Our 2016 exhibition 'Wartime Advances, Peacetime Applications' came to an end on Wednesday 28 September.
Over the last three years, our Exhibition has marked key events in the centenary of World War 1. In 2016, we continued to chart the course of the war, concentrating on 1916. Special features included the 'Y' Service stations of Beaumanor and Forest Moor and the decryption at Bletchley Park. We also commemorated the major battles and events of 1916:- Verdun, the Somme, Jutland and the sinking of HMS Hampshire, with the loss of Lord Kitchener.
1916 witnessed the debut of the Tank and was the year Kitchener drowned. It was also when conscription came into force. The Photophone (which featured in the Exhibition) was perfected in Aberdour in 1916, along with ASDIC in the same year. Great technological advances occurred during the inter-war years. We demonstrated these by comparing like objects from both wars. We also continued the story throughout the post-war years ... Much of the technology that we use today originated during the two World Wars.
The stairwell was dominated by a 12 foot long model Zeppelin. This is at the scale of 1:36! These monsters were at least the length of two football pitches and had a top speed of 53 mph. The gas-bag (which often leaked!) contained about one million cubic feet of hydrogen. It is well worth remembering that the Wright Brothers had made their very first flight only eleven years before the start of World War I! The role of women in war was depicted on the stairway. On entering the main Exhibition Hall, the sick bay on the right, illustrated medical treatment of the time.
MAIN EXHIBITION HALL
Proceeding clockwise round the exhibition, the first bay on the left illustrated communication technology prior to World War 1. Prominent in the display was the Murray Optical Telegraph (1796), designed for rapid communication in the event of a French invasion. Chains of Murray's shutter telegraph stations were built linking the Admiralty in London with Great Yarmouth, Sheerness, Deal, Portsmouth and Plymouth. The stations were mounted on hill-tops, all within line-of-sight and capable, for the first time in history, of transmitting, complete messages over long distances at great speed.
Another replica on display was the diamond shaped, electric, 5-needle, alphabetic telegraph, devised by Cooke & Wheatstone in 1839 and incorporated into a stretch of the Great Western Railway. There was no GMT in those days - noon was when the sun was at its zenith wherever you were! No problem until the railways came on the scene, but then there had to be some method of alerting stations along the route of an approaching train. Time had to be standardised to become the same at all stations in order to eliminate potentially dangerous confusion.

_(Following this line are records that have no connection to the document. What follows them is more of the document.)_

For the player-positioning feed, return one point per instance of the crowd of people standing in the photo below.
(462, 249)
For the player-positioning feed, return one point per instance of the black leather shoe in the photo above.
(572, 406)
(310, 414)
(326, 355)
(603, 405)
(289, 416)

The rest of the left hand side, concentrated on the War on Land in 1916, describing the battles, trench warfare and details of the tank. The top bay depicted the course of WW1 at Sea and in the Air. The next bay illustrated interception and decryption activities in WW1 (Room 40) and WW2 (Beaumanor Hall/Forest Moor and Bletchley Park). A hands-on interception and decryption exercise was available for schoolchildren and any other visitors.
The next bay highlighted technological advances made in the two World Wars. By 1939, the lumbering Zeppelins and primitive aircraft of World War 1 had long gone! Far deadlier air power had become crucial to the success of attack and defence. The World War II Spitfire, Messerschmitt ME 109 and Lancaster showed how aircraft design had progressed in a mere 20 years.
The final bay explained post-war technological advances that have helped to shape the modern world. It also featured the Photophone, a method of transmitting sound by light, based on an invention by Alexander Graham Bell and perfected in 1916 by a group of scientists, working on submarine detection at HMS Tarlair (Aberdour). They successfully transmitted messages from Aberdour to Inchcolm Island (a distance of about 2 miles!) via searchlights.